The code structure is based on the repo gail-airl-ppo.pytorch.

References

[1] Ho, J. and Ermon, S. Generative adversarial imitation learning. In Advances in neural information processing systems, pp. 4565–4573, 2016.

[2] Fu, J., Luo, K., and Levine, S. Learning robust rewards with adversarial inverse reinforcement learning. In International Conference on Learning Representations, 2018.

[3] Wu, Y.-H., Charoenphakdee, N., Bao, H., Tangkaratt, V.,and Sugiyama, M. Imitation learning from imperfect demonstration. In International Conference on Machine Learning, pp. 6818–6827, 2019.

[4] Brown, D., Goo, W., Nagarajan, P., and Niekum, S. Extrapolating beyond suboptimal demonstrations via inversere inforcement learning from observations. In International Conference on Machine Learning, pp. 783–792. PMLR, 2019.

[5] Schulman, J., Wolski, F., Dhariwal, P., Radford, A., and Klimov, O. Proximal policy optimization algorithms. arXiv preprint arXiv:1707.06347, 2017.

[6] Haarnoja, T., Zhou, A., Abbeel, P., and Levine, S. Soft actor-critic: Off-policy maximum entropy deep reinforcement learning with a stochastic actor. In International Conference on Machine Learning, pp. 1861–1870. PMLR, 2018.

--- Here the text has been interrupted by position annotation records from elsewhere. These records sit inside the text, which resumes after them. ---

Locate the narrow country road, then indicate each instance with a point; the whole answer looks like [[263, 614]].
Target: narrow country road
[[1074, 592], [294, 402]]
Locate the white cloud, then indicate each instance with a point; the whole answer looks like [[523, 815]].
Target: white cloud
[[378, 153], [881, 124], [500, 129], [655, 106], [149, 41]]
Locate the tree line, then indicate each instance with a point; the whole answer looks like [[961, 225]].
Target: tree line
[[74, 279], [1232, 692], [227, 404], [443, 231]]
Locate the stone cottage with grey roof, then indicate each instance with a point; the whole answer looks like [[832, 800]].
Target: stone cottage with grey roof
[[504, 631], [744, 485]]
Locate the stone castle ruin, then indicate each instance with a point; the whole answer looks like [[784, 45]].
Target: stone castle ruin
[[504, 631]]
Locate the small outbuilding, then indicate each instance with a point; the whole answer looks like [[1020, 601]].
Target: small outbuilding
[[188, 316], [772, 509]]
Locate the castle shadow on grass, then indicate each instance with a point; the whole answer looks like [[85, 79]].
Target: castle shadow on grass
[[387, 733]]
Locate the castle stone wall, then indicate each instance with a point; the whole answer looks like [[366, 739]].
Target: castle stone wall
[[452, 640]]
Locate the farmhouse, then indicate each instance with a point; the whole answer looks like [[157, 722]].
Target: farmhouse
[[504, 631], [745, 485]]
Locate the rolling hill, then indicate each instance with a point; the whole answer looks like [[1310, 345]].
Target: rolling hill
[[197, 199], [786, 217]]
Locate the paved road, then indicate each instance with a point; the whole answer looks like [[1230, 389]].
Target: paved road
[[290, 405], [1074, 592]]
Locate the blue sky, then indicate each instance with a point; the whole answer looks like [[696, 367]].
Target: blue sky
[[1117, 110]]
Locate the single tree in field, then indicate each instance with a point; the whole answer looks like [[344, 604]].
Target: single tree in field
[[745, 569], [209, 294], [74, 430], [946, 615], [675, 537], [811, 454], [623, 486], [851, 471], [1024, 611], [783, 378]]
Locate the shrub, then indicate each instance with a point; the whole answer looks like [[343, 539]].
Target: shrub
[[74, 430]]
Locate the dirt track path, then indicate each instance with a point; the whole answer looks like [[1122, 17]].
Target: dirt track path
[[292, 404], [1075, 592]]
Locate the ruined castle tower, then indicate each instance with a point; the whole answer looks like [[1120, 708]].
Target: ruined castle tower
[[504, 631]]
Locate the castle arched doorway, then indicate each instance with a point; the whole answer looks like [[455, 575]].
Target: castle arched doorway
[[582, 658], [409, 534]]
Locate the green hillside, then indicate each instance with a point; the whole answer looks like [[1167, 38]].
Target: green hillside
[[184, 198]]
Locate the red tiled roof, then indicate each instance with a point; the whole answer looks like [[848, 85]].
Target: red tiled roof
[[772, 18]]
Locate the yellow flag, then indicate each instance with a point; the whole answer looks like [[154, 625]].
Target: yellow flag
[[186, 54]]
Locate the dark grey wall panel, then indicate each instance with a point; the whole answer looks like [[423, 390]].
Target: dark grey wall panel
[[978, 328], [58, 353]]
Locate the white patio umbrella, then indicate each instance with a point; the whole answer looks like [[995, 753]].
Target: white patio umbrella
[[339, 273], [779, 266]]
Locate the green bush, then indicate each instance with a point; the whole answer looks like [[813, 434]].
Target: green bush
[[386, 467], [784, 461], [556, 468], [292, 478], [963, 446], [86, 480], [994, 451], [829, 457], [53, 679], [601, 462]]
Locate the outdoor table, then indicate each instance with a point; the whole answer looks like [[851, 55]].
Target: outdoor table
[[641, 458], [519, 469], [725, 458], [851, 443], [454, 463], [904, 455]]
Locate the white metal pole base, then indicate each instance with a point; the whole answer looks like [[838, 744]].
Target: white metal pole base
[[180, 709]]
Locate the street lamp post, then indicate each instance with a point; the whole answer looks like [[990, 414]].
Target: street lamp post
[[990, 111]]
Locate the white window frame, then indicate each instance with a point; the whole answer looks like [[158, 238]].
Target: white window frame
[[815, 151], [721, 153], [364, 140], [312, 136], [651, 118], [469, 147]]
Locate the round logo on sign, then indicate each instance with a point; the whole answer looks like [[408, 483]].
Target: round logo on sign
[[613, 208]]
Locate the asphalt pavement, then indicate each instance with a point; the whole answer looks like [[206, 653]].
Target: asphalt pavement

[7] Daniel S Brown, Wonjoon Goo, and Scott Niekum. Better-than-demonstrator imitation learning via automatically-ranked demonstrations. In Conference on Robot Learning, pages 330–359. PMLR, 2020.

[8] Letian Chen, Rohan Paleja, and Matthew Gombolay. Learning from suboptimal demonstration via self-supervised reward regression. In Conference on Robot Learning. PMLR, 2020.